Anies Janji Kembalikan Kepercayaan dan Kekuatan KPK, Kendati Harus Merevisi UU
JAKARTA, Investortrust.id – Calon presiden bernomor urut 01, Anies Baswedan berjanji akan mengembalikan kepercayaan publik terhadap lembaga antirasuah, Komisi Pemberantasan Korupsi (KPK), sebagai yang memiliki kekuatan dan kemampuan untuk menindak korupsi, kendati harus dengan cara merevisi Undang-Undang KPK.
“Pertama adalah mengembalikan kepercayaan publik, mengembalikan KPK menjadi institusi yang memiliki kekuatan dan memiliki kemampuan untuk menindak seluruh tindakan pelanggaran (berupa) korupsi, dan ini dari aspek apa, satu undang-undangnya,” kata Anies saat acara Penguatan Antikorupsi untuk Penyelenggara Negara Berintegritas atau Paku Integritas di Gedung Merah Putih KPK, Jakarta, Rabu (17/1/2024).

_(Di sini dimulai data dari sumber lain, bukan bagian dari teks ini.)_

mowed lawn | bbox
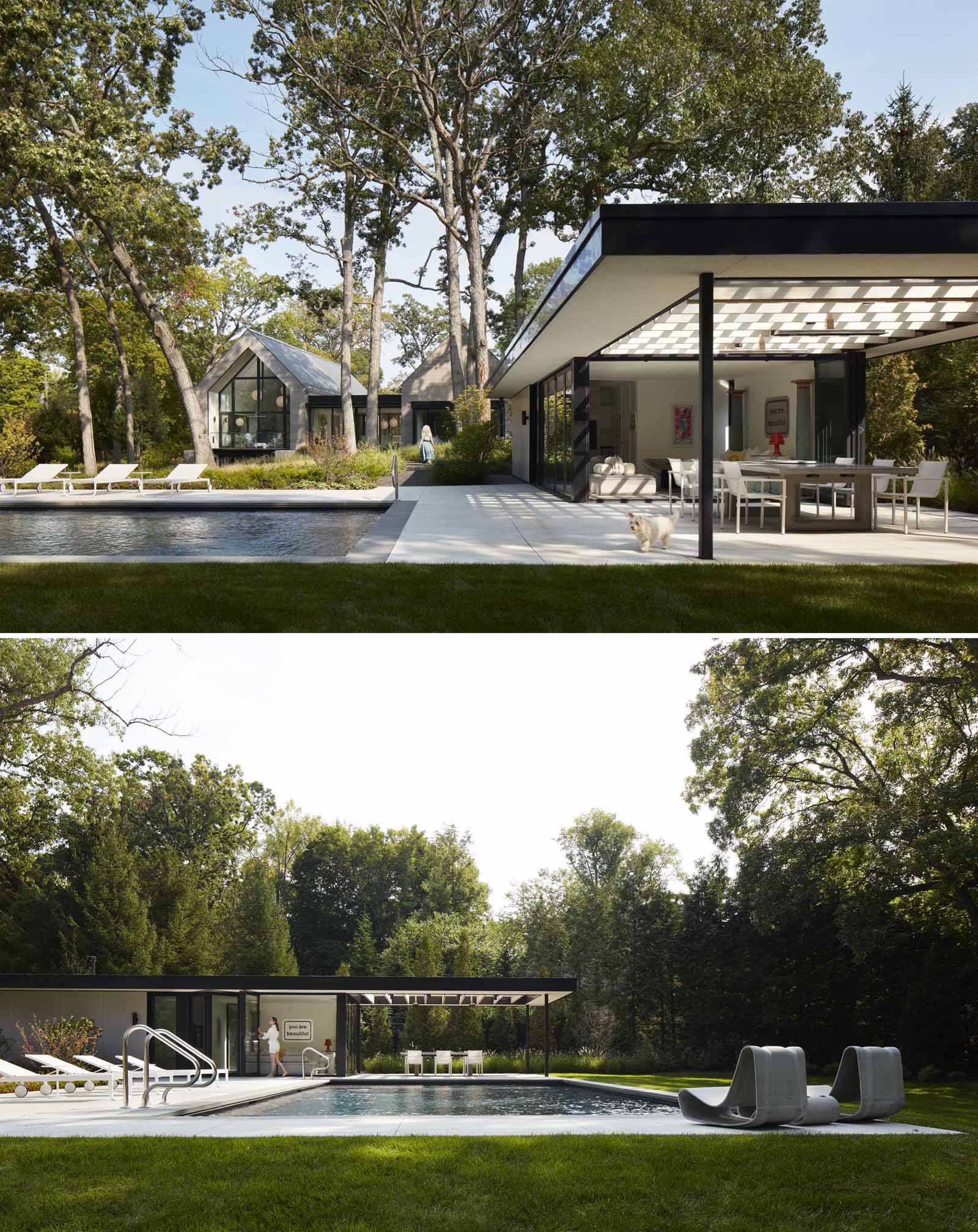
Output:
[0,563,978,633]
[0,1074,978,1232]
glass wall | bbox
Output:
[218,356,290,450]
[540,365,574,495]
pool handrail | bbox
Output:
[302,1046,336,1078]
[122,1022,217,1107]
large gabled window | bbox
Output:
[218,356,290,450]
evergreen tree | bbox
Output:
[223,860,300,976]
[350,913,380,976]
[70,822,159,975]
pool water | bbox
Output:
[0,509,381,557]
[226,1082,680,1116]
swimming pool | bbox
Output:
[224,1079,680,1116]
[0,509,381,557]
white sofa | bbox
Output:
[587,458,655,500]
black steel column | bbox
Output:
[845,351,866,466]
[543,993,551,1078]
[336,993,346,1078]
[570,359,591,500]
[700,274,713,560]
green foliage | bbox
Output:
[0,351,47,424]
[866,354,926,466]
[222,860,298,976]
[489,256,563,353]
[17,1015,102,1062]
[0,414,40,479]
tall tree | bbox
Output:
[686,638,978,933]
[222,860,300,976]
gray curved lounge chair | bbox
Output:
[678,1045,839,1129]
[808,1045,904,1121]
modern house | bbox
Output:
[400,332,506,445]
[0,975,578,1077]
[196,329,400,462]
[489,202,978,554]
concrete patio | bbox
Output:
[0,1074,954,1138]
[381,484,978,564]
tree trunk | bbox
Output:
[340,171,356,453]
[31,192,97,474]
[367,241,387,445]
[466,204,489,389]
[92,217,215,466]
[512,215,529,334]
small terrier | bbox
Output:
[628,513,676,552]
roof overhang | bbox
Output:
[0,974,578,1008]
[490,202,978,397]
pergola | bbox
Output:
[336,976,578,1077]
[490,202,978,559]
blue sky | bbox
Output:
[176,0,978,372]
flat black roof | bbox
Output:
[0,972,578,1005]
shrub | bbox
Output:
[16,1016,102,1061]
[0,415,40,479]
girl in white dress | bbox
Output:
[261,1018,289,1078]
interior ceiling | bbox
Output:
[601,279,978,359]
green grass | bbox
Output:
[0,562,978,633]
[0,1135,978,1232]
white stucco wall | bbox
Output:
[0,989,147,1062]
[509,389,529,482]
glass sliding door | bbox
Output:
[244,993,261,1074]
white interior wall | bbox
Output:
[509,389,529,483]
[0,989,147,1063]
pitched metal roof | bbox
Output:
[245,329,367,394]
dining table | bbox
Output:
[740,457,916,535]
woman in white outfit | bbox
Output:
[261,1018,289,1078]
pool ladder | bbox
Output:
[122,1022,217,1107]
[302,1047,336,1078]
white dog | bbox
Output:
[628,513,676,552]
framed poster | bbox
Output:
[763,395,790,436]
[282,1018,313,1044]
[672,404,692,445]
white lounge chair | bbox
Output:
[68,462,143,495]
[0,1061,52,1099]
[143,462,212,491]
[75,1052,143,1095]
[873,462,949,535]
[678,1045,840,1129]
[23,1052,101,1095]
[0,462,68,491]
[808,1045,905,1121]
[116,1052,230,1083]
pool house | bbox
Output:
[0,975,578,1077]
[490,202,978,558]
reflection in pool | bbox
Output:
[0,509,381,557]
[226,1080,680,1116]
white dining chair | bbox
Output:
[721,462,787,535]
[873,462,949,535]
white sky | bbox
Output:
[82,633,712,909]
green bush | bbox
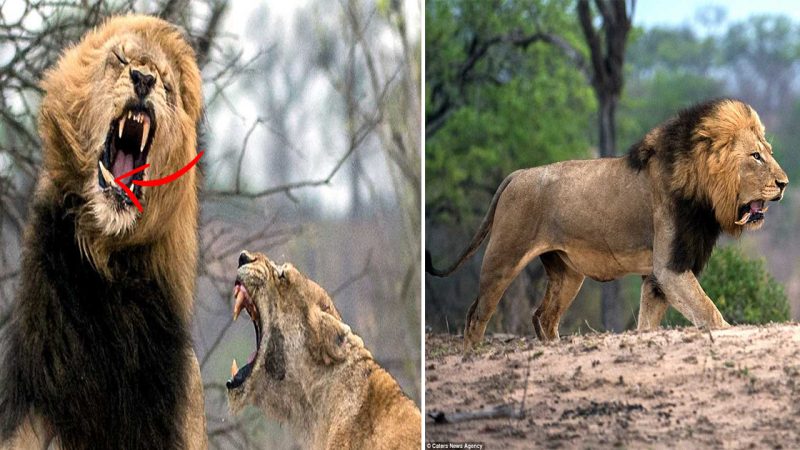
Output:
[666,246,789,325]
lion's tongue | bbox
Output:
[734,200,767,225]
[111,151,133,185]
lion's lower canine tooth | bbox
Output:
[97,161,114,185]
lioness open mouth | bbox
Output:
[734,200,769,225]
[225,278,262,390]
[97,104,156,205]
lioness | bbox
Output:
[426,99,789,350]
[227,251,421,449]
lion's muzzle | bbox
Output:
[98,103,156,205]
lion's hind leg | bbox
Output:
[532,252,586,341]
[464,236,543,352]
[637,275,669,330]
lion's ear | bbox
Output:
[310,311,351,365]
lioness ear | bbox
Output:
[310,311,350,365]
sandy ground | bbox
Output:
[425,324,800,449]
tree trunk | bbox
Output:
[597,94,626,332]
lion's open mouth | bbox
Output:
[735,200,769,225]
[225,278,262,390]
[97,105,156,205]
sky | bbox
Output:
[633,0,800,28]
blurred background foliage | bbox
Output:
[425,0,800,334]
[664,245,789,326]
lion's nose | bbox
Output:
[131,69,156,97]
[239,250,256,267]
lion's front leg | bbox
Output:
[637,275,669,330]
[656,269,730,328]
[183,350,208,450]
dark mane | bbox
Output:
[0,195,191,450]
[627,98,738,171]
[626,98,738,274]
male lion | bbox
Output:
[227,252,422,449]
[0,16,206,449]
[426,99,788,350]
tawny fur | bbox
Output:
[228,254,421,449]
[0,16,207,449]
[39,16,203,317]
[427,99,788,350]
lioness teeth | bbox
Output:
[734,212,750,225]
[97,161,114,185]
[139,120,150,153]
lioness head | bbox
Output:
[227,251,369,420]
[39,16,202,239]
[672,100,789,235]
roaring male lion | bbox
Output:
[227,252,422,449]
[426,99,789,350]
[0,16,206,449]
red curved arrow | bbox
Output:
[114,150,205,212]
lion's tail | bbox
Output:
[425,171,519,277]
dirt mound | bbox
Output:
[425,324,800,449]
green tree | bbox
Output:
[425,0,595,224]
[666,246,789,325]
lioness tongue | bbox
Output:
[734,211,750,225]
[111,151,133,185]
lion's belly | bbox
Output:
[561,248,653,281]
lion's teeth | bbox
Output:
[139,120,150,153]
[734,212,750,225]
[97,161,114,185]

“Kita ingin mengembalikan agar KPK berwibawa lagi secara legal seperti dulu, dan ini artinya merevisi Undang-Undang KPK,” ujarnya. Undang-undang yang dimaksud Anies adalah Undang-undang Nomor 30 Tahun 2002 Tentang Komisi Pemberantasan Tindak Pidana Korupsi. “Kami ingin agar revisi inimengembalikan KPK kepada posisi yang kuat,” tuturnya, tanpa menyebutkan secara rinci bagian mana atau pasal apa saja yang menurutnya harus direvisi.
Dalam kesempatan tersebut Anies juga akan menerapkan standar etika yang tinggi di tubuh KPK. Ia mencontohkan satu era kepemimpinan di KPK yang menunjukkan standar etika yang tinggi. “Kita ingat era di mana (pejabat) KPK datang disebuah tempat, tidak mau ikut makan, tidak mau ikut kegiatan-kegiatan yang didanai di luar KPK,” kata Anies.
Ia pun menegaskan bahwa standar etika yang tinggi tersebut harus dikembalikan di KPK, sehingga tak semata memiliki Undang-undang yang memberikan kekuatan dan kemandirian, tapi juga didukung oleh pimpinan serta seluruh staf yang bekerja dengan kode etik tinggi.
Misi berikutnya soal penguatan KPK yang disampaikan Anies adalah proses rekrutmen. Dalam proses rekrutmen harus ditegaskan kepada para calon staf hingga tingkat pimpinan, bahwa KPK bukan sekadar sebagai tempat berlabuh para pencari kerja, namun KPK merupakan tempat untuk memberantas korupsi.